Screenwriting is a complicated discipline -- you often serve two conflicting masters, and what is good on the page isn't always good on the screen, and vice-versa. The NYT has an article about Paddy Chayefsky's process for writing Network. This is interesting for prose and screen writers alike. Similarly, George R. R. Martin has a blog up about how his screenwriting experience serves the final steps in editing his upcoming novel.
There's been a lot of activity and discussion about the pros and cons of self-publishing and ebooks. Neal Pollack makes his case for self-publishing. Luc Sante has a review of Geoff Dyer's work and career, notable because he illuminates the problem of branding for eclectic writers. Paul Dugid has a review which chronicles several books that seek to foresee the future of books. The digital age has widened democracy and it has also blurred the lines between markets and producers. Victoria Strauss shows how some legitimate agencies are cutting out publishers and taking their books to market directly.

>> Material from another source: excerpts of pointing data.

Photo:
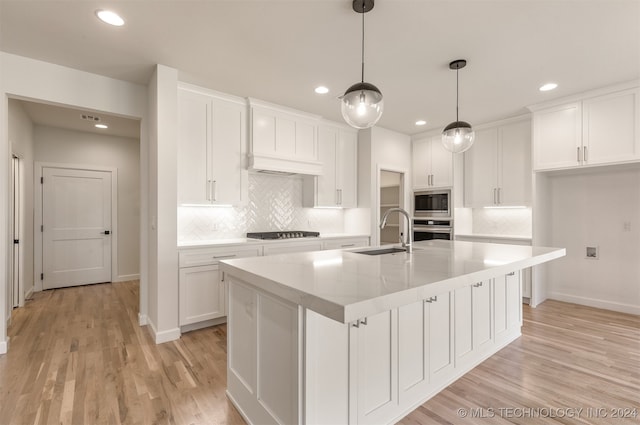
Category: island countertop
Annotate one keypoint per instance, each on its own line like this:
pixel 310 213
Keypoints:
pixel 346 285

The future keeps catching up to Arcadian Park. I swear this book is going to be obsolete before it ever makes it to the public. DNA may replace chips as the engine of computers. The Economist has an article which describes how the military is using mathematical formulas to predict enemy activity based on previous actions. On the one hand, the sounds like Academy foolishness, on the other hand, it's a lot like what goes on in my own Security Administration. Look here, we've got stealth drones, stealth insertion choppers, but also stealth support copters. In more spook news, here's a profile of Blackbird, a private company which handles much of the war on terror's tracking needs. I mention it here because their smart tracker's ability to discover their own wireless access points is very similar to some of the AI I have in my book.
Another high-tech innovation. Space beer.
Finally, this is more relevant to my film work, but I cannot say how happy I am that a science fiction blog has connected the dots between dance, surrealism and fantastic filmmaking. Bravo, Genevieve Valentine!